Lost and Found Part 3

So... where am I at now...? Well before I answer that, let me fill in a few holes. First, my ex-girlfriend was significantly younger than me. She is 22, soon to be 23 and our relationship was very much a whirlwind romance so to speak. Now, I generally don't fall so hard on short term relationships but as I already stated we got to know one another over a year period and I became quite attracted to her and she had many needs that I couldn't meet. In fact, being with her brought out issues in me that I hadn't dealt with in twenty years. Now, I'm not one for looking back at the past and dredging up old dead stuff, but I do have a tender spot in my heart when I see someone else suffer in areas that I have suffered in. I don't want to see anyone suffer ever, but there is a very special place in my heart for certain types of suffering.

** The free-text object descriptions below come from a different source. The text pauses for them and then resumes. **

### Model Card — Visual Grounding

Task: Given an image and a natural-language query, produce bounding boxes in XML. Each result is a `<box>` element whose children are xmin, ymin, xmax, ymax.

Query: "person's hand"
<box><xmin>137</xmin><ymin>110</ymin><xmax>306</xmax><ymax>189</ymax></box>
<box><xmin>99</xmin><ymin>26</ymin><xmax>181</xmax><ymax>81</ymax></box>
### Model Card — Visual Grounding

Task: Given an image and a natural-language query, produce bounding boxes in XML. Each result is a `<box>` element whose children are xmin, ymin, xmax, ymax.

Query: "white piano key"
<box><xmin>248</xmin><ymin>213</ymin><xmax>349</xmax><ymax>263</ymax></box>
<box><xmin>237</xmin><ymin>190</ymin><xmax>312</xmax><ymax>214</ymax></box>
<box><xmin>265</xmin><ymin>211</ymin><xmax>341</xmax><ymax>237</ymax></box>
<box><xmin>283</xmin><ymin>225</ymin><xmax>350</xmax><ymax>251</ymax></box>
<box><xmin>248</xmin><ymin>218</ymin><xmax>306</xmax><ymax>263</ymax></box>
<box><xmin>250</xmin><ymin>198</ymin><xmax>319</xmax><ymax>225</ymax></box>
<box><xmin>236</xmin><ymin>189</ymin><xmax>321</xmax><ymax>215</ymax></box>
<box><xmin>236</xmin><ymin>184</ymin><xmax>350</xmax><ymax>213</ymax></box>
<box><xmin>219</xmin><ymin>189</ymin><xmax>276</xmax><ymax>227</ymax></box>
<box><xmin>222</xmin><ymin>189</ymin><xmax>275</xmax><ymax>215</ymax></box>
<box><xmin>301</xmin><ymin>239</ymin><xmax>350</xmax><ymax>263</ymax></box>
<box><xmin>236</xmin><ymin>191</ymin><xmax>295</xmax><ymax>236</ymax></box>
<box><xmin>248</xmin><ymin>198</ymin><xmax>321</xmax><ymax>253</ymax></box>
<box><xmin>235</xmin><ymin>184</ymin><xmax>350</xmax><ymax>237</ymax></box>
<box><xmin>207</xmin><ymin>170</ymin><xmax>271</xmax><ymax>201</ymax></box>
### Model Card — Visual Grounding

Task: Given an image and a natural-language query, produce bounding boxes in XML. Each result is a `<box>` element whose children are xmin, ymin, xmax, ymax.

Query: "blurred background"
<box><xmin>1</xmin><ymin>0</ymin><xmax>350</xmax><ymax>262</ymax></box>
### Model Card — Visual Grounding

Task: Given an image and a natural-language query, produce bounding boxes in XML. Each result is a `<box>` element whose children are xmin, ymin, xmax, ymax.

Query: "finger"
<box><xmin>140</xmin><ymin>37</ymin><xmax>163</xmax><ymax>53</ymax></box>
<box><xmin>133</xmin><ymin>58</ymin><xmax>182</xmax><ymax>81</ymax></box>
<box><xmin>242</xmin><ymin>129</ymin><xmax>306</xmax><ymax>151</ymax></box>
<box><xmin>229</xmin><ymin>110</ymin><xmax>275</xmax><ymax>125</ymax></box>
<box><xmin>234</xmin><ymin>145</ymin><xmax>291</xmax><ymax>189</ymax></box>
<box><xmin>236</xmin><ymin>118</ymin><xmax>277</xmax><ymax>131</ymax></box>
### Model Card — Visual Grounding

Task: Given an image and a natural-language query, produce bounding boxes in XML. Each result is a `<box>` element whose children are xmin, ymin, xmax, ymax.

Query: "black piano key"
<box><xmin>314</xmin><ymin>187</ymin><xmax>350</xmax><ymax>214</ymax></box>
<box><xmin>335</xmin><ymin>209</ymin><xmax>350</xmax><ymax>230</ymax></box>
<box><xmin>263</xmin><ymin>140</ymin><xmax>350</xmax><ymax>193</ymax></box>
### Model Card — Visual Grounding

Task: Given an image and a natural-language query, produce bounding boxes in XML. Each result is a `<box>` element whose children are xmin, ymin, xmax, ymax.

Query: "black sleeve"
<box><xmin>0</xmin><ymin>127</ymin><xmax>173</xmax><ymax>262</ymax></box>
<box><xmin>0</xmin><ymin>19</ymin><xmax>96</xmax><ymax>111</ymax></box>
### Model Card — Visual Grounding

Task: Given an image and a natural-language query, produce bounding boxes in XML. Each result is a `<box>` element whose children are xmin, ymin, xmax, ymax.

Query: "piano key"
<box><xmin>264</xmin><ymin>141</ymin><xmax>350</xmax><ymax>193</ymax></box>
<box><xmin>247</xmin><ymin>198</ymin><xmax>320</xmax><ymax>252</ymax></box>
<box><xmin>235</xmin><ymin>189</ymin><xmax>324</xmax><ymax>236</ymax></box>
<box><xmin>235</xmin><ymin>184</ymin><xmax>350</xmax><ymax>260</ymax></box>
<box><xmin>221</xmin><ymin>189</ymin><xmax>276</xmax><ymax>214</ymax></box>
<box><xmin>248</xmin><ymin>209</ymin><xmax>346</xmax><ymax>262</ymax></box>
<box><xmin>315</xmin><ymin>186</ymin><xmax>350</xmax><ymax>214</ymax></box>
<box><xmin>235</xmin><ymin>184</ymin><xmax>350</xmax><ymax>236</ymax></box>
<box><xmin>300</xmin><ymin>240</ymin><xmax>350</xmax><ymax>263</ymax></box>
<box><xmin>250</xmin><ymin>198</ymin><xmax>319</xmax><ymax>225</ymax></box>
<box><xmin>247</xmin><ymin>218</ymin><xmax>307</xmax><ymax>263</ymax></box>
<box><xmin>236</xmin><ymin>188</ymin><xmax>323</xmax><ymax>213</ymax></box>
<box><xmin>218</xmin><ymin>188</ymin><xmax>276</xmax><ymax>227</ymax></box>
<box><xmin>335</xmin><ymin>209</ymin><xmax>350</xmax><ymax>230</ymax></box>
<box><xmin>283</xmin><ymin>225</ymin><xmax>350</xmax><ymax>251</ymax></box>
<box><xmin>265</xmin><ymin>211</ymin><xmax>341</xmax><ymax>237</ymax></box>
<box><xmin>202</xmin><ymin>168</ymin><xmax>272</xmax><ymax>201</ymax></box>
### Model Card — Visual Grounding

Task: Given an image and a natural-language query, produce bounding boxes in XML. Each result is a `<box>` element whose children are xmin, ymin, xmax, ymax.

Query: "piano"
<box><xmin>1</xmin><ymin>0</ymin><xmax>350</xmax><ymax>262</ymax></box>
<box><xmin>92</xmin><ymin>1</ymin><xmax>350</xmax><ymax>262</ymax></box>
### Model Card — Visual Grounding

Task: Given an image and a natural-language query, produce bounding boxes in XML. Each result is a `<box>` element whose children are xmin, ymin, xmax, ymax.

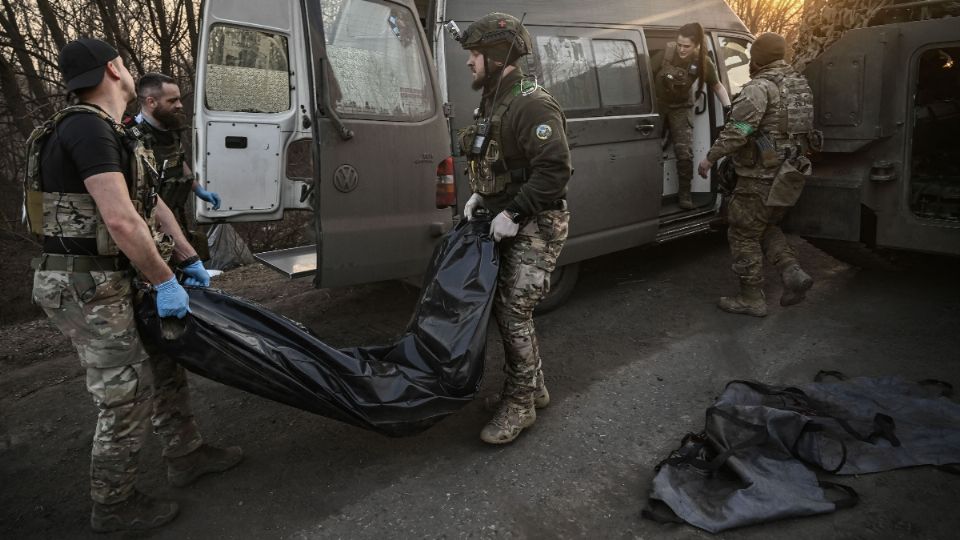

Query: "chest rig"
<box><xmin>459</xmin><ymin>78</ymin><xmax>538</xmax><ymax>196</ymax></box>
<box><xmin>137</xmin><ymin>120</ymin><xmax>192</xmax><ymax>210</ymax></box>
<box><xmin>657</xmin><ymin>42</ymin><xmax>698</xmax><ymax>104</ymax></box>
<box><xmin>24</xmin><ymin>105</ymin><xmax>172</xmax><ymax>259</ymax></box>
<box><xmin>753</xmin><ymin>69</ymin><xmax>820</xmax><ymax>161</ymax></box>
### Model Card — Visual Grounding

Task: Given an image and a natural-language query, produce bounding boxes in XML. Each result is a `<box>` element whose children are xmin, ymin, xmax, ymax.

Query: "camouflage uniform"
<box><xmin>28</xmin><ymin>107</ymin><xmax>203</xmax><ymax>505</ymax></box>
<box><xmin>653</xmin><ymin>44</ymin><xmax>720</xmax><ymax>208</ymax></box>
<box><xmin>706</xmin><ymin>52</ymin><xmax>817</xmax><ymax>315</ymax></box>
<box><xmin>457</xmin><ymin>13</ymin><xmax>573</xmax><ymax>443</ymax></box>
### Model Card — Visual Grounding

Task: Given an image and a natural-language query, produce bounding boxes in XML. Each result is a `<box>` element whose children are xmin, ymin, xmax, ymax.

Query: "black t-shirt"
<box><xmin>40</xmin><ymin>106</ymin><xmax>127</xmax><ymax>254</ymax></box>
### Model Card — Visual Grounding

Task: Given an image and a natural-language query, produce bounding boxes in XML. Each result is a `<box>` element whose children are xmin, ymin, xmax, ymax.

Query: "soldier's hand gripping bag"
<box><xmin>766</xmin><ymin>156</ymin><xmax>812</xmax><ymax>207</ymax></box>
<box><xmin>134</xmin><ymin>218</ymin><xmax>499</xmax><ymax>437</ymax></box>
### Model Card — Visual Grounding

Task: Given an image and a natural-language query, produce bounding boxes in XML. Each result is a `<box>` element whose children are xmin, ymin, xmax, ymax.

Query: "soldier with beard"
<box><xmin>132</xmin><ymin>73</ymin><xmax>220</xmax><ymax>257</ymax></box>
<box><xmin>456</xmin><ymin>13</ymin><xmax>573</xmax><ymax>444</ymax></box>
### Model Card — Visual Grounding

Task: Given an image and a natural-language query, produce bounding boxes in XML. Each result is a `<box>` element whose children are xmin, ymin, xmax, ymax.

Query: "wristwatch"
<box><xmin>504</xmin><ymin>210</ymin><xmax>522</xmax><ymax>223</ymax></box>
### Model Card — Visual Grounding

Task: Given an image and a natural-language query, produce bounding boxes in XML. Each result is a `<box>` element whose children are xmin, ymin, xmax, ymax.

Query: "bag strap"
<box><xmin>819</xmin><ymin>481</ymin><xmax>860</xmax><ymax>510</ymax></box>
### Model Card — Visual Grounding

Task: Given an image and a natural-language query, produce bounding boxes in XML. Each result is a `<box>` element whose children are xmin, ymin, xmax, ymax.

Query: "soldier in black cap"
<box><xmin>25</xmin><ymin>38</ymin><xmax>241</xmax><ymax>532</ymax></box>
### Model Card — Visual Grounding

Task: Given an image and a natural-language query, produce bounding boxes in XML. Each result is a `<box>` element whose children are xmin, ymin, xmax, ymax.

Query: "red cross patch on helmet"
<box><xmin>498</xmin><ymin>19</ymin><xmax>507</xmax><ymax>28</ymax></box>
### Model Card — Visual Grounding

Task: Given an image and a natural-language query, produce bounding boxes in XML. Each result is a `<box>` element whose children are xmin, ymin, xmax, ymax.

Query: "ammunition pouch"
<box><xmin>766</xmin><ymin>156</ymin><xmax>812</xmax><ymax>207</ymax></box>
<box><xmin>753</xmin><ymin>130</ymin><xmax>781</xmax><ymax>169</ymax></box>
<box><xmin>158</xmin><ymin>174</ymin><xmax>194</xmax><ymax>210</ymax></box>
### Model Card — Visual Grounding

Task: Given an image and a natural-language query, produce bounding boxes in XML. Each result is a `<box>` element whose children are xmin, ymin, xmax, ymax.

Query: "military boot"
<box><xmin>166</xmin><ymin>444</ymin><xmax>243</xmax><ymax>488</ymax></box>
<box><xmin>718</xmin><ymin>285</ymin><xmax>768</xmax><ymax>317</ymax></box>
<box><xmin>780</xmin><ymin>264</ymin><xmax>813</xmax><ymax>306</ymax></box>
<box><xmin>90</xmin><ymin>490</ymin><xmax>179</xmax><ymax>533</ymax></box>
<box><xmin>484</xmin><ymin>371</ymin><xmax>550</xmax><ymax>411</ymax></box>
<box><xmin>480</xmin><ymin>400</ymin><xmax>536</xmax><ymax>445</ymax></box>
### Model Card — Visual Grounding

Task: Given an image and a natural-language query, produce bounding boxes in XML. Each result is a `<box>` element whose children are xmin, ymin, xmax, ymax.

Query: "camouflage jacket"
<box><xmin>706</xmin><ymin>60</ymin><xmax>807</xmax><ymax>179</ymax></box>
<box><xmin>477</xmin><ymin>69</ymin><xmax>572</xmax><ymax>218</ymax></box>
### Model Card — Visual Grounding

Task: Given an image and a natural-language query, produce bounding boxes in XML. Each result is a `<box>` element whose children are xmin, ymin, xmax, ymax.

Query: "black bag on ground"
<box><xmin>135</xmin><ymin>219</ymin><xmax>499</xmax><ymax>437</ymax></box>
<box><xmin>645</xmin><ymin>375</ymin><xmax>960</xmax><ymax>533</ymax></box>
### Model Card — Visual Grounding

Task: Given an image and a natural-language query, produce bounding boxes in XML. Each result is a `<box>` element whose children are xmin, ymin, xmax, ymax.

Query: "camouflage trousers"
<box><xmin>726</xmin><ymin>177</ymin><xmax>800</xmax><ymax>286</ymax></box>
<box><xmin>494</xmin><ymin>210</ymin><xmax>570</xmax><ymax>407</ymax></box>
<box><xmin>662</xmin><ymin>105</ymin><xmax>694</xmax><ymax>190</ymax></box>
<box><xmin>32</xmin><ymin>268</ymin><xmax>203</xmax><ymax>504</ymax></box>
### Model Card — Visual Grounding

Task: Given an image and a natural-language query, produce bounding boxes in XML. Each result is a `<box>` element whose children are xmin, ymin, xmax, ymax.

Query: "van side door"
<box><xmin>530</xmin><ymin>27</ymin><xmax>663</xmax><ymax>263</ymax></box>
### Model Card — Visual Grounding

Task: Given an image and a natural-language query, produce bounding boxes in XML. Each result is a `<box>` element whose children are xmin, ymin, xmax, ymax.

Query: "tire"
<box><xmin>535</xmin><ymin>262</ymin><xmax>581</xmax><ymax>315</ymax></box>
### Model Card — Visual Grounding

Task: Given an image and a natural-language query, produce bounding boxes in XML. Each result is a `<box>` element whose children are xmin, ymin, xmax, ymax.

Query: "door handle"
<box><xmin>225</xmin><ymin>136</ymin><xmax>247</xmax><ymax>149</ymax></box>
<box><xmin>635</xmin><ymin>122</ymin><xmax>656</xmax><ymax>136</ymax></box>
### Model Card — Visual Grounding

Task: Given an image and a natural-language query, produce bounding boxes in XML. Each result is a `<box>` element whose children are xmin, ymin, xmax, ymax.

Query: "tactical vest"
<box><xmin>23</xmin><ymin>105</ymin><xmax>172</xmax><ymax>260</ymax></box>
<box><xmin>136</xmin><ymin>118</ymin><xmax>192</xmax><ymax>210</ymax></box>
<box><xmin>459</xmin><ymin>78</ymin><xmax>538</xmax><ymax>196</ymax></box>
<box><xmin>754</xmin><ymin>69</ymin><xmax>819</xmax><ymax>154</ymax></box>
<box><xmin>657</xmin><ymin>42</ymin><xmax>698</xmax><ymax>105</ymax></box>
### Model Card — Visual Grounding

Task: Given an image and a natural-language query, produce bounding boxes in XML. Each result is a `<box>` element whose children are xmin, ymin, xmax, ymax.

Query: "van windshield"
<box><xmin>320</xmin><ymin>0</ymin><xmax>434</xmax><ymax>121</ymax></box>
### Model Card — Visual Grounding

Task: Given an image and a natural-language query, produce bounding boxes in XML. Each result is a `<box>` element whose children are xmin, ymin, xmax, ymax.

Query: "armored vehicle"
<box><xmin>786</xmin><ymin>2</ymin><xmax>960</xmax><ymax>256</ymax></box>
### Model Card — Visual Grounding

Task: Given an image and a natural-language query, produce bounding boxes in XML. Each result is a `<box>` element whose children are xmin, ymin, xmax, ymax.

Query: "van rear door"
<box><xmin>197</xmin><ymin>0</ymin><xmax>453</xmax><ymax>287</ymax></box>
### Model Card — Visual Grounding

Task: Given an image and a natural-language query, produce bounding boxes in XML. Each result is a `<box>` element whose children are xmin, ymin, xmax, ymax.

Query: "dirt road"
<box><xmin>2</xmin><ymin>232</ymin><xmax>959</xmax><ymax>539</ymax></box>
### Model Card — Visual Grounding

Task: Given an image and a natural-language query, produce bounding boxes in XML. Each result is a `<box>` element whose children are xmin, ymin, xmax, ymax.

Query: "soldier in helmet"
<box><xmin>697</xmin><ymin>33</ymin><xmax>819</xmax><ymax>317</ymax></box>
<box><xmin>652</xmin><ymin>22</ymin><xmax>731</xmax><ymax>209</ymax></box>
<box><xmin>131</xmin><ymin>73</ymin><xmax>220</xmax><ymax>258</ymax></box>
<box><xmin>455</xmin><ymin>13</ymin><xmax>573</xmax><ymax>444</ymax></box>
<box><xmin>26</xmin><ymin>38</ymin><xmax>241</xmax><ymax>532</ymax></box>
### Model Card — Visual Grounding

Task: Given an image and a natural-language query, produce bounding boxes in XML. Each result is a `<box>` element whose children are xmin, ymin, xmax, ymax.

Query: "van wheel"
<box><xmin>535</xmin><ymin>262</ymin><xmax>580</xmax><ymax>315</ymax></box>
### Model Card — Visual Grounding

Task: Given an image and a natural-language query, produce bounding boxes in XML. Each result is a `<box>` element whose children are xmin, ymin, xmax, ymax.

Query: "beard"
<box><xmin>154</xmin><ymin>107</ymin><xmax>186</xmax><ymax>129</ymax></box>
<box><xmin>471</xmin><ymin>75</ymin><xmax>487</xmax><ymax>91</ymax></box>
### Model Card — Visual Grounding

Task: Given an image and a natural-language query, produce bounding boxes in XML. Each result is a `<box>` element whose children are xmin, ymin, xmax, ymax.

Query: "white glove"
<box><xmin>490</xmin><ymin>211</ymin><xmax>520</xmax><ymax>242</ymax></box>
<box><xmin>464</xmin><ymin>193</ymin><xmax>483</xmax><ymax>221</ymax></box>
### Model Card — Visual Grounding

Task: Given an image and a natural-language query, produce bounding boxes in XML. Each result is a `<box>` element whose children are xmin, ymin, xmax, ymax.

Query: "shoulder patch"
<box><xmin>535</xmin><ymin>124</ymin><xmax>553</xmax><ymax>141</ymax></box>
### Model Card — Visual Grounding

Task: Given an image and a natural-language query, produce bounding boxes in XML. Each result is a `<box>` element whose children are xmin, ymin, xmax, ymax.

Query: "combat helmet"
<box><xmin>460</xmin><ymin>12</ymin><xmax>531</xmax><ymax>65</ymax></box>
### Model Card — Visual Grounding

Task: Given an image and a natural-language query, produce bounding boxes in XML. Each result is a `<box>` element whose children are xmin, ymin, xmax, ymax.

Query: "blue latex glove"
<box><xmin>156</xmin><ymin>276</ymin><xmax>190</xmax><ymax>319</ymax></box>
<box><xmin>181</xmin><ymin>260</ymin><xmax>211</xmax><ymax>287</ymax></box>
<box><xmin>195</xmin><ymin>186</ymin><xmax>221</xmax><ymax>210</ymax></box>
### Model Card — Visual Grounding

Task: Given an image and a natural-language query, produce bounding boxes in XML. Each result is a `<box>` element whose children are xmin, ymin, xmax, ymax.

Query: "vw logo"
<box><xmin>333</xmin><ymin>164</ymin><xmax>359</xmax><ymax>193</ymax></box>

Another thing I'd like to point out is the whole time the Lord was blessing me with a great job, a new car, a great new apartment, and obviously a very beautiful young girlfriend both inside and out I had been moving farther and farther away from Him. Now, at first it started off by me not tithing as much at church which made me feel slightly guilty, especially since I was making a whole lot more money. So, my answer to that was to stop going to church. Then, I felt guilty about that so I stopped praying to God, except when I needed something from Him. Now to the average reader this may sound like a big guilt trip, but it is far from that. God has been my best friend and has always been there for me, which may sound all flowery and sweet to someone who may not know me but if you knew me you would know I am far from sweet, flowery, and sugary... most of my young life was sad and rotten for a child and young adult. I had to learn to grow up very young to survive. God was all I had and He never left me in those moments when there was nothing between me and death but Him. God is very real to me; He is as real to me as my mother, my father, and my sister. I speak to Him and I feel His presence. I also feel the lack of His presence when I've strayed from Him, which is where I have gone this past year and half. I have strayed very far from my Best Friend, my Wonderful Counselor and I am trying to make my way back to Him... His Word says that if I search for Him with all my heart, soul, and strength I will find Him... and if I move toward Him, He will move toward me. I believe that. You see He made the first move to save me in the beginning, but then I forsook Him and moved away... now I need to move back toward Him again. So... what happened after we broke up? (that is the ex-girlfriend and I..., just to clarify, I have a tendancy to go off in different directions without notice) I started having some panic attacks. I went to my doctor who prescribed me a drug called colonopin to calm me down and within two days I was abusing the drug and within three days I was drinking on the pills and driving my car. I was arrested for DWI and thankfully there was no car accidents involved. I accept full responsibility for my foolish behavior and the repercussions that come with it. So... where am I at today? Most days, I am sad and depressed but... at the same time I am hopeful.